How To Stop Your Agency Selling To You

 

“I sometimes feel like my agencies are using their time with me to up-sell me rather than help me grow my own business....”

This is usually followed by a growl or a sigh...

We hear this a lot from clients who are concerned that their agencies often treat meetings like a sales pitch for their ever-expanding service offering. The client’s frustration mirrors the agency’s determination to spread their exposure to ever more parts of the client’s business. Understandably, this approach can become somewhat exasperating for even the most understanding and patient of clients, trying to survive in tough conditions themselves.

This may be a scenario that you are also familiar with - and perhaps you’ve wondered how to address it without confronting it - let’s consider why it might happen and what you can do about it.

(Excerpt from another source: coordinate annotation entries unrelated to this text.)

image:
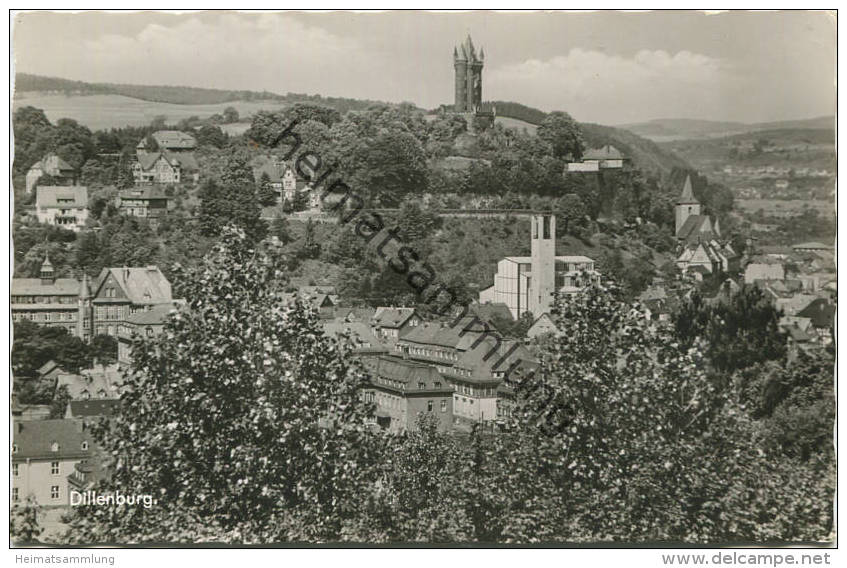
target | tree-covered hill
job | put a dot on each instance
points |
(645, 154)
(25, 82)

Ahh, the falling in love bit...

Let’s imagine that at the start of a flourishing new relationship, a client and their agency agree a 3 year deal. Negotiations have been lead by the client’s procurement team who have driven a hard bargain, leaving the agency somewhat battered and bruised, but nonetheless still very excited about their new client win. Although the agency may have conceded some ground and their margins in the first year are squeezed to death, the agency will have high hopes that this position can be improved over the remaining years of the contract. They hope for their income to grow over time. Meanwhile procurement believe that they’re going to improve the deal in their favour in years two and three. Of course this creates a tension from which (in our opinion) most client-agency relationship failures stem. Two parties with ambitions of moving in opposite directions. Some might call it a recipe for disaster.

So then how do agencies improve their profit margins? 

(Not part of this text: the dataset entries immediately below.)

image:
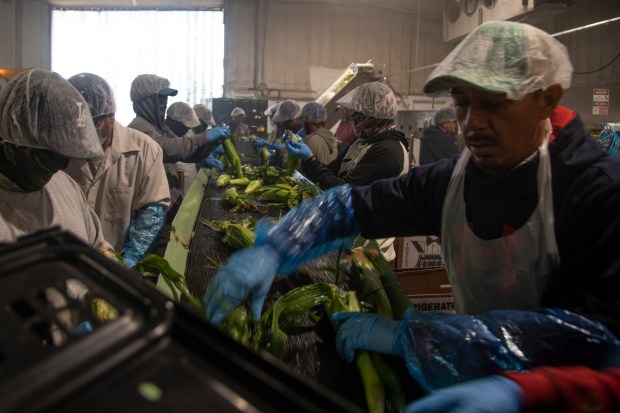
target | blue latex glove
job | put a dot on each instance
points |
(211, 162)
(364, 331)
(217, 151)
(495, 394)
(277, 146)
(260, 142)
(143, 232)
(248, 271)
(298, 150)
(218, 134)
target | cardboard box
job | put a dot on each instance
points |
(419, 252)
(428, 289)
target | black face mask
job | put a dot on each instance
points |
(30, 168)
(200, 128)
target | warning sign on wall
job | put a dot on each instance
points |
(600, 101)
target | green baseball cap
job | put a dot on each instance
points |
(503, 57)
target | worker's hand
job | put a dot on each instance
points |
(298, 150)
(364, 331)
(249, 271)
(494, 394)
(218, 134)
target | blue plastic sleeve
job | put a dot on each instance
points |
(144, 230)
(313, 228)
(444, 349)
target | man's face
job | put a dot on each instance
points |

Remember the joke: Why do agencies usually have such big windows? So they can see you coming a mile away...!

Well, there's no great science here. They have two basic options - cut their costs or increase their income:

1. Cutting costs - People is the greatest cost of an agency. Luckily there’s a lot of them and they’re pretty tolerant and flexible. Reducing costs based on the same income level can be achieved by thinning out resource as far as possible, cutting corners and generally being less proactive with the client once the relationship has been bedded in.

This is a fairly common strategy for the latter years of an agency contract, especially where those contracts have been based on commission income because the more the agency reduces head count, the more margin they make on that commission income. Also, commission contracts rarely include a named set of individuals working on the business and so the resources of the agency are not accountable on these terms.

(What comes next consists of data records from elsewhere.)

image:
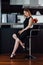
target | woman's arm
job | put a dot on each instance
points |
(29, 25)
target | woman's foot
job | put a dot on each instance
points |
(12, 56)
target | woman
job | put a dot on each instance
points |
(22, 33)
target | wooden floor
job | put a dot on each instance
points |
(19, 60)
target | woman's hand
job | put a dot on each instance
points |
(20, 32)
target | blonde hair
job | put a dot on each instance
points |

2. Increasing income - No chance of increasing the commission or fee. So, the agency can look to increase their income by building out their scope of work. This will normally include pitching for new disciplines like mobile, social and sponsorship. This is a valid strategy - especially as most contracts are moving to a more transparent fee basis, which makes it more difficult for the agency to ‘hide’ resource. The focus is therefore on improving income by expanding the different services that the client buys from the agency and increasing billings in that way.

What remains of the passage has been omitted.